51.M. ZUPANČIČ félicite le Royaume-Uni d’avoir soumis un rapport très complet. Lu avec le premier et le deuxième rapports périodiques, il donne une excellente base de discussion. M. Zupančič a deux questions d’ordre juridique à poser. Premièrement, aux paragraphes 29 à 32 du rapport initial (CAT/C/9/Add.6), figure une définition du délit de torture, à laquelle il est fait référence dans le troisième rapport périodique. Le Comité souligne toujours la nécessité pour les États de reprendre dans leur législation interne la définition de la torture donnée à l’article premier de la Convention. La question se pose de savoir si les dispositions du droit pénal citées dans ces paragraphes couvrent véritablement tous les éléments constitutifs de la torture tels qu’ils sont énoncés à l’article premier. M. El Masry a fait allusion à la discrimination qui pourrait être présente dans les cas de mauvais traitements. Les dispositions pénales relatives à la torture reflètent rarement le principe énoncé dans l’expression «pour tout autre motif fondé sur une forme de discrimination quelle qu’elle soit», élément essentiel de l’article premier de la Convention. Il serait utile de savoir quelles dispositions de la législation pénale britannique reprennent chacun des éléments distincts de la définition contenue dans cet article essentiel. Au paragraphe 31 du rapport initial, les dispositions pénales régissant le délit de complot en vue de torture sont énoncées. La définition légale de ce délit couvre‑t‑elle le consentement exprès ou tacite − élément important de la définition de l’article premier − ou prévoit‑elle un rôle plus actif?

52.Deuxièmement, chacun sait que le meilleur moyen d’empêcher les mauvais traitements par la police est d’exclure les preuves douteuses.

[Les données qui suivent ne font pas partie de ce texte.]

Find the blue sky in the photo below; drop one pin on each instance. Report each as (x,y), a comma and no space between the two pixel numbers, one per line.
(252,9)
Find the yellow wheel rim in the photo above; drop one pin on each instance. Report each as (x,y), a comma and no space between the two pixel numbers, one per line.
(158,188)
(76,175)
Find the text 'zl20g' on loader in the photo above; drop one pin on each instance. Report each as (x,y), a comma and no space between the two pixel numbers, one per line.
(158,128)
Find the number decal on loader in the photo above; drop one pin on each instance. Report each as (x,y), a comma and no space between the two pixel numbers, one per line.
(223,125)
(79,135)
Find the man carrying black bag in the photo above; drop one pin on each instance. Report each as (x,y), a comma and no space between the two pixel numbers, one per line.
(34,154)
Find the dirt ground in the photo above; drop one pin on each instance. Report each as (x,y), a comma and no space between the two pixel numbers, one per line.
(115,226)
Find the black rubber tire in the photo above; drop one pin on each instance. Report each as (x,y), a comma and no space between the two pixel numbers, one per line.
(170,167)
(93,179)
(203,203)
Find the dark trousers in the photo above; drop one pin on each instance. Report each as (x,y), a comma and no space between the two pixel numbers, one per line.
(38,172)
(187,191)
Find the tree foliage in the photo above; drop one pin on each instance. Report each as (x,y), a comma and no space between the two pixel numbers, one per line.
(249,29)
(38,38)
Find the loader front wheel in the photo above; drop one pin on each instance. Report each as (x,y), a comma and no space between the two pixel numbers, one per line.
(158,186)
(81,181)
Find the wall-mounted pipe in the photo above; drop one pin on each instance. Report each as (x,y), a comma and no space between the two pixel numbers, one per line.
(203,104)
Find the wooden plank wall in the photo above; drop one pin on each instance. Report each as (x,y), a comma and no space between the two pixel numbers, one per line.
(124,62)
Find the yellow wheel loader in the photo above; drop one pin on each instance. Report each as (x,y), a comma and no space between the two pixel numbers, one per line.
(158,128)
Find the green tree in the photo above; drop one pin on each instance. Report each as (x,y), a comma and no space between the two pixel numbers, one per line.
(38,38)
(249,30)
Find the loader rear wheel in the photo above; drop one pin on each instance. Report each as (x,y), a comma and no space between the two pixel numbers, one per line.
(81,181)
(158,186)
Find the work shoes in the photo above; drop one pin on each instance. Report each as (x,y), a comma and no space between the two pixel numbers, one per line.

Si M. Zupančič se souvient bien, une Commission royale a examiné en 1979 la question de l’éventualité d’adopter une disposition excluant rigoureusement l’utilisation de ce genre de preuves mais a décidé de ne pas le faire. Dans aucun des rapports il n’est spécifié clairement dans quelle mesure les preuves sujettes à caution peuvent ou ne peuvent pas être utilisées dans un procès pénal. Les dispositions régissant l’exclusion des preuves portent‑elles uniquement sur les aveux obtenus par la torture ou visent‑elles aussi d’autres renseignements obtenus ainsi? Le fait de ne pas interdire l’utilisation de preuves obtenues de façon irrégulière dans un procès pénal constitue une violation du droit de ne pas déclarer contre soi‑même et, à son avis, compromet la légitimité de la procédure pénale. Si des preuves douteuses arrivent à la connaissance du jury, cela constitue‑t‑il un motif pour annuler un jugement pour vice de procédure? Enfin, les règles prévoyant l’exclusion de preuves sont‑elles applicables également aux procédures administrative et civile et en matière d’immigration?

53.M. YU Mengjia demande tout d’abord quelles mesures l’État partie a pu prendre pour faire baisser le taux de récidive, en particulier chez les jeunes détenus. Ensuite, le Comité sur l’administration de la justice a signalé dans les observations qu’il a faites au sujet du troisième rapport périodique, que sur les 5 500 plaintes environ déposées contre la police, une seule avait été déclarée fondée. La délégation est invitée à expliquer ces chiffres étonnants, qui ne correspondent pas aux renseignements donnés par le Gouvernement.

54.M. YAKOVLEV demande à la délégation de faire connaître au Comité les résultats de la suite donnée à l’inspection des services de police et des relations raciales, signalée au paragraphe 63 du rapport, et de l’enquête sur les décès en garde à vue, évoquée au paragraphe 113.

55.M. SILVA HENRIQUES GASPAR demande quels sont les pouvoirs du Directeur des poursuites (ministère public). Il serait utile en particulier de connaître les critères sur lesquels il se fond pour déterminer que des preuves recueillies pendant l’enquête préliminaire sont suffisantes pour permettre l’ouverture de poursuites pénales.

56.Le PRÉSIDENT invite la délégation du Royaume-Uni à répondre aux questions posées par les membres du Comité à la séance suivante.

57.La délégation du Royaume-Uni se retire.

La partie publique de la séance prend fin à 12 h 25.